I was privileged to be playing drums in the main meetings every day with northeast singer/songwriter Ken Riley. The event was fantastic! Full of energy and passion, I met some ace people and got to play with some of the greatest friends and musicians I know.
As always, it was an eventful weekend in which I won a book for having a photo taken up a tree (free time can be dangerous), I had an incredible curry at Kenilworth’s finest seemingly French Indian restaurant (confusing) ‘Le Raj Spice’, I DIDN’T go to Cadbury’s world (devastating) and I saw a spider the size of my hand (not exaggerating… ok maybe a bit)
But I’m sure what you really want to hear about is the gear I was using.
Sonor Force 3005. (20×17.5, 10×9, 14×14 and 14×5.5 snare)
Though it may not be the most amazing or expensive kit, I like to think that it is proof that the right skins and tuning are far more important than the drums you own in gaining a great sound, knowledge of how an instrument works is very underrated! (It also helps if you can play of course).
17” Traditional Medium Crash. This cymbal offers a nice dirty crash sound, but not in an unappealing way, it is great for crashing on from time to time for a big chorus.
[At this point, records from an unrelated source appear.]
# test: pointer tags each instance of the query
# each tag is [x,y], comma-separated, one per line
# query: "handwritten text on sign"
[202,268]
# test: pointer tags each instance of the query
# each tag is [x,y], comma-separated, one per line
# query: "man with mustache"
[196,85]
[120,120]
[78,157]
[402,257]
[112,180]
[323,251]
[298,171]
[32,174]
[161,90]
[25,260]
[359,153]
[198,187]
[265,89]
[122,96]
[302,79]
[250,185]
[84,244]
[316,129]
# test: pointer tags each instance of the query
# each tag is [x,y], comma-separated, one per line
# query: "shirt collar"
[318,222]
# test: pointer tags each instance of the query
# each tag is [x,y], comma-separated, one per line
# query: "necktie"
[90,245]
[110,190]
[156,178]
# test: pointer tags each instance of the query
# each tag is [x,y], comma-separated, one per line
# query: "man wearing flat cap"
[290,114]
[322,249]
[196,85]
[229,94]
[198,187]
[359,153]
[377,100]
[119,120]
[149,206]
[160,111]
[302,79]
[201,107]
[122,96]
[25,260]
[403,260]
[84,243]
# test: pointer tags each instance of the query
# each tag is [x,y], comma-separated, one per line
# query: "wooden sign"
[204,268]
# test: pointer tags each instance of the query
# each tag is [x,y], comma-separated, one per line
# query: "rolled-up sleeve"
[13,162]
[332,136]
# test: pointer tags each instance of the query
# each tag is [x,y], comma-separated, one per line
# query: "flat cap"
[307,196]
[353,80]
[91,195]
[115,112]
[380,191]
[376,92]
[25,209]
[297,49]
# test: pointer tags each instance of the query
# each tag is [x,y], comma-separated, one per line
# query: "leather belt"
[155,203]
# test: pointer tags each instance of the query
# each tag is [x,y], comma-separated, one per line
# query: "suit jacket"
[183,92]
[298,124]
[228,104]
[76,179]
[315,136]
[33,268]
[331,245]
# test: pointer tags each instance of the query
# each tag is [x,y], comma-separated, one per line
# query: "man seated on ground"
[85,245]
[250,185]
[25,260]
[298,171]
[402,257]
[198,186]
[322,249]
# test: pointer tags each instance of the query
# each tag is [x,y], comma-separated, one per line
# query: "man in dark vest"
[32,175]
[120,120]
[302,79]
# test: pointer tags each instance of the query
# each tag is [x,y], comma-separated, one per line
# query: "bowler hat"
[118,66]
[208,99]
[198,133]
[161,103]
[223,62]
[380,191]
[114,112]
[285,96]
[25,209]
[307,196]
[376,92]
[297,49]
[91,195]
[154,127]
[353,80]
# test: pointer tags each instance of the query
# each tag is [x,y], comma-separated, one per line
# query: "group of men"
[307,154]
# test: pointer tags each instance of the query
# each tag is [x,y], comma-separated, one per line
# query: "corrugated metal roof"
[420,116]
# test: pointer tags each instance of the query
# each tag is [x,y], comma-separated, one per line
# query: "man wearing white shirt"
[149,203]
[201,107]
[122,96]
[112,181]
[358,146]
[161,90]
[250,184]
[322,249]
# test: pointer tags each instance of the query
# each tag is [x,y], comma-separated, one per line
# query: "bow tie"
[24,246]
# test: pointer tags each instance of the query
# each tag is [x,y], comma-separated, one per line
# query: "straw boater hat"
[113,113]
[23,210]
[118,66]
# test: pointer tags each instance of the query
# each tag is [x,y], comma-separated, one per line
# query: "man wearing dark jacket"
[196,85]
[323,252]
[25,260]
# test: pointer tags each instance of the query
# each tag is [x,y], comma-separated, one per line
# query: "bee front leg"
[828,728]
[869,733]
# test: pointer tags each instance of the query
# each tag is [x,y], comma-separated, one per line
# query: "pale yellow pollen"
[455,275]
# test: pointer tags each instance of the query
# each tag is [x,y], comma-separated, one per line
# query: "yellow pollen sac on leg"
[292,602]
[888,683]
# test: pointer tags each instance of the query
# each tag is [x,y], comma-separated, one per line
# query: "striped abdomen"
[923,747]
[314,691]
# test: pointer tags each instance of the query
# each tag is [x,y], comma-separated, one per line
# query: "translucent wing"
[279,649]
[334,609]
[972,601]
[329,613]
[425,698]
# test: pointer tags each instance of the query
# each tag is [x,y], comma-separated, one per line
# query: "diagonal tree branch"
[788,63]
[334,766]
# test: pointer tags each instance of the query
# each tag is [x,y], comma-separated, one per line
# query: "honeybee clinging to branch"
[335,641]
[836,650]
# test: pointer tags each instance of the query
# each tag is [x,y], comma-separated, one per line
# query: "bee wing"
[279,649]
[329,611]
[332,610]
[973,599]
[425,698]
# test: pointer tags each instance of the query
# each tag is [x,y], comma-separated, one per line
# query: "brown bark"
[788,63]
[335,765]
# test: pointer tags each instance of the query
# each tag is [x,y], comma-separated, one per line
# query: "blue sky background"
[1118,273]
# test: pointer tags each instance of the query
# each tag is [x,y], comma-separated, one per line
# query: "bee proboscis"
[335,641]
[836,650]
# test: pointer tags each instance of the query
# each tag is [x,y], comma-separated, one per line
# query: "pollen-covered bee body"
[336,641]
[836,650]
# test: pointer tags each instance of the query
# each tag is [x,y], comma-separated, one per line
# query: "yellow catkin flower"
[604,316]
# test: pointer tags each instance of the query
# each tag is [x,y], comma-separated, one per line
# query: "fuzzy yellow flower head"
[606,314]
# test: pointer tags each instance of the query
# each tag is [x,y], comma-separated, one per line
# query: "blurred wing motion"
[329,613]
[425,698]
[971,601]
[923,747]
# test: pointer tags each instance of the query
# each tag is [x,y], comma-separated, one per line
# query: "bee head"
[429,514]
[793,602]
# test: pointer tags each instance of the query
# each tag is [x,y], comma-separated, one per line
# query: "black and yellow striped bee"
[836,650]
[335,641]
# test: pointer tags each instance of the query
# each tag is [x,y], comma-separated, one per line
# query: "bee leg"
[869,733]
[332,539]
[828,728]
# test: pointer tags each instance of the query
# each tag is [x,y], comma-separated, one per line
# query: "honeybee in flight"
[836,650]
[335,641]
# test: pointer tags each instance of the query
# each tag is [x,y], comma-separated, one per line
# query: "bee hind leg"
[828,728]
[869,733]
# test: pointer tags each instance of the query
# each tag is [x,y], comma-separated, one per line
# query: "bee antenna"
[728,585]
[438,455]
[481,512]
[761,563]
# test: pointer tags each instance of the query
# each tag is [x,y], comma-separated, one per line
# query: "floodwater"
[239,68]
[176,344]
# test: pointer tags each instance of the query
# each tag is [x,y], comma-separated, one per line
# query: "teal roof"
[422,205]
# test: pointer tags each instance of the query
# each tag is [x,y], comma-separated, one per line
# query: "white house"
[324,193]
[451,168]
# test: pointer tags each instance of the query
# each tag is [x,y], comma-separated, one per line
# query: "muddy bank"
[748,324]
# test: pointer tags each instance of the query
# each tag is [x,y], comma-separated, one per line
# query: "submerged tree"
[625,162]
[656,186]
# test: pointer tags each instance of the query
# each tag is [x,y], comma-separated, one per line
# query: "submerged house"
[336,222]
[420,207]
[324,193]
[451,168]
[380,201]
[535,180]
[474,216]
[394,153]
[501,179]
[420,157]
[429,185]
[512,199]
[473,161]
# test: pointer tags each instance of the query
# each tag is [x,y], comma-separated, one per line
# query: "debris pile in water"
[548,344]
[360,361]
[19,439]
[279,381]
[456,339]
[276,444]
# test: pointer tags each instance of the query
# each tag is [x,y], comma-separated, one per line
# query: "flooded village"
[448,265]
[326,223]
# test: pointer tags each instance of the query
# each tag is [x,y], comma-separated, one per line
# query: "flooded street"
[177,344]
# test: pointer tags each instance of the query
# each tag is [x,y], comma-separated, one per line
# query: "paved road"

18” Radiant Sweet Crash. I used this cymbal for swells because it doesn’t have a harsh attack to it; it’s a smooth and welcome tone. It is also explosive when hit hard, it’s the cymbal I use most on big choruses.
16” Radiant Holey Crash. This cymbal is great for emphasizing accents in music. It cuts through loud situations perfectly without being overpowering.
I am still using 2 of my older cymbals, an 18” Istanbul Mehmet Agop Traditional Jazz ride and my 13” Sabian AAX fusion hi hats. But these are very much subject to change.